As Earnhardt spoke, his 15-month-old daughter Isla could be heard chirping happily away in the background.
What a sweet sound that was.
News of the crash -- which happened when Earnhardt’s private plane bounced multiple times and veered off a runway in Elizabethton, Tenn., before ending up in flames on a highway -- was a sobering reminder of the inherent risks that come from the common practice of NASCAR drivers and teams flying in private planes to races and other events.
Earnhardt, 44, no longer drives full-time; he retired after the 2017 season and is now a commentator for NBC, for which he was going to broadcast last weekend’s race at Bristol Motor Speedway.
And he remains, perhaps, the most popular and beloved figure in the sport.
What happened at Elizabethton Municipal Airport, where Earnhardt, his wife Amy, Isla, two pilots and the family dog walked away from the burning plane relatively unscathed, forced an entire sport to take a collective gasp. Then there was a sigh of relief.
“We’re trying to process what we’ve been going through,” Earnhardt said on the podcast. “We appreciate the privacy. It’s been a very difficult few days for everybody. Me and my wife are trying our best to get back to normal as soon as possible.”
The accident (which as of earlier this week was still being investigated by the National Transportation Safety Board) struck a very raw nerve in NASCAR.
Air disasters have not been uncommon in the sport. Alan Kulwicki, the 1992 Cup champion, was killed in a crash in Blountville, Tenn., in 1993. Davey Allison died in 1993 in a helicopter crash in Talladega, Ala.

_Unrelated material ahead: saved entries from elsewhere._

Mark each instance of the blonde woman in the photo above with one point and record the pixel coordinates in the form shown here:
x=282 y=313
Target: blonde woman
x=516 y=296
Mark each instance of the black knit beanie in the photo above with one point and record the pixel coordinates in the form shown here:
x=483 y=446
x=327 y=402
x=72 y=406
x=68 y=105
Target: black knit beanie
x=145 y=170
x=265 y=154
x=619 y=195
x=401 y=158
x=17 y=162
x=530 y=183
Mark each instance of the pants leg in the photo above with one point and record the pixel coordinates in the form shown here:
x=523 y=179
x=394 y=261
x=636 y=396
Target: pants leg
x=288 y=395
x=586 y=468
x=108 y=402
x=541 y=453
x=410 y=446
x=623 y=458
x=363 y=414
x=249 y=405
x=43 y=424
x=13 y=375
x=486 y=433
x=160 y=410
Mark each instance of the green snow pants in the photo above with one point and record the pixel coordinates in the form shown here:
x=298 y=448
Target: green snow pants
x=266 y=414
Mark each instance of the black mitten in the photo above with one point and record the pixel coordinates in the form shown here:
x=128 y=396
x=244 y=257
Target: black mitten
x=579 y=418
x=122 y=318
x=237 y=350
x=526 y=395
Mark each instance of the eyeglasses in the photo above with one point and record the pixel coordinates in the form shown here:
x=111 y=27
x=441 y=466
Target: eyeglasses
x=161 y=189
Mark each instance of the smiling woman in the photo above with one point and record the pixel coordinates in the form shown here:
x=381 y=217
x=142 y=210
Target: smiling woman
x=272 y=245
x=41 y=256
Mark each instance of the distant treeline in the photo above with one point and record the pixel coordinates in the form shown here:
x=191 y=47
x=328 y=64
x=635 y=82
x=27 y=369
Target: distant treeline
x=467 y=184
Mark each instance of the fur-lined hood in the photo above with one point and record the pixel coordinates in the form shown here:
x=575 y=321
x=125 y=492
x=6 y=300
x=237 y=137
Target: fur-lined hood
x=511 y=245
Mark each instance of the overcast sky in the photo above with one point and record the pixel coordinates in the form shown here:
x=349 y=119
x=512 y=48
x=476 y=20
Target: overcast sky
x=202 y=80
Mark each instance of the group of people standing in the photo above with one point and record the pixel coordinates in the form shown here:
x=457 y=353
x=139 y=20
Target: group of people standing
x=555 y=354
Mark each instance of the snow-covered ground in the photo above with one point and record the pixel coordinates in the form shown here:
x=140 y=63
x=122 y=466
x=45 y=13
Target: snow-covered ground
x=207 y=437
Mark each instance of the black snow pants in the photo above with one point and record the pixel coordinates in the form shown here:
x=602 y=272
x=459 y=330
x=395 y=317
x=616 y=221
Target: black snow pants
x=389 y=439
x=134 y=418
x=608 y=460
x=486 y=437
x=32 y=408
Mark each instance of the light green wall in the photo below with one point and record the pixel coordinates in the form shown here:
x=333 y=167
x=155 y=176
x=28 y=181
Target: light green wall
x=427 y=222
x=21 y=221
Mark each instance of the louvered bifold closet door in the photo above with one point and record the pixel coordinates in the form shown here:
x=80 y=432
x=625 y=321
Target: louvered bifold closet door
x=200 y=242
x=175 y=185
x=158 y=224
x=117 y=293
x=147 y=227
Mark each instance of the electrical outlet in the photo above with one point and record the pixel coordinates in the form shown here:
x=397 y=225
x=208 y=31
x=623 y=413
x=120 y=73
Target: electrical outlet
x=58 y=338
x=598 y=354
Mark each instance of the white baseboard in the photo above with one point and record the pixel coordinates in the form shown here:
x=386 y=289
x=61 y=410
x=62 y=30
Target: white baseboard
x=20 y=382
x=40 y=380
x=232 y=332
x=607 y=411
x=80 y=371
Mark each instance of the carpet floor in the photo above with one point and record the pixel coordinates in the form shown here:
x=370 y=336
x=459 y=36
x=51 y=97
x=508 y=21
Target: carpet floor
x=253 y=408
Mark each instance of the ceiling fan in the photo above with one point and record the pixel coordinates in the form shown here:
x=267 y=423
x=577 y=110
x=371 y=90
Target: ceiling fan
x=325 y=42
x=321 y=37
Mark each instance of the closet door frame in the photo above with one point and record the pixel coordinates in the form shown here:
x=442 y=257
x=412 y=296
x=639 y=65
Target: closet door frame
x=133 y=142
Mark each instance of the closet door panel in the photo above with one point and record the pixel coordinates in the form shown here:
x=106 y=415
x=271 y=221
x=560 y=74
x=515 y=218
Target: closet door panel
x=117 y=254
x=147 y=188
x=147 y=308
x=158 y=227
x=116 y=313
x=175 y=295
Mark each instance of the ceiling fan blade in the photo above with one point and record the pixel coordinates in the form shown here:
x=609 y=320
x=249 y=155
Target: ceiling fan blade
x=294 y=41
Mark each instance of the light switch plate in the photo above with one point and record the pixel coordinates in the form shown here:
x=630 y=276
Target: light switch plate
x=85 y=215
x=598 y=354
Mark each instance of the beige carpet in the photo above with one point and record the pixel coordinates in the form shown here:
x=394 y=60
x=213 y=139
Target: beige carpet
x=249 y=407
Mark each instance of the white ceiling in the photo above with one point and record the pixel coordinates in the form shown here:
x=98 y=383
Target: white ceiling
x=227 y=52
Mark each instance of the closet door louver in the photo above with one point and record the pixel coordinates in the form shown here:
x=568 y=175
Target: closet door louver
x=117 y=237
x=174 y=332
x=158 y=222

In 2004, a Hendrick Motorsports plane crashed in Virginia, killing 10 people, including team owner Rick Hendrick’s brother, son and nieces. Race team owner Jack Roush, who has a private license, has survived two crashes.
It also brought memories of one of the darkest days in NASCAR history, when Earnhardt’s father Dale Earnhardt Sr. died in a last-lap crash during the 2001 Daytona 500.
Gratefully, the unthinkable didn’t happen last week in Tennessee. But the accident served as a reminder that NASCAR -- which is struggling to keep its foothold in the broader American sports landscape -- has its own, unique treasures, and Earnhardt Jr. is one of them.
“We just really appreciate all the support,” Dale Jr. said on his podcast. “It’s meant a lot to us. We want you to know that. We’ll be seeing you soon.”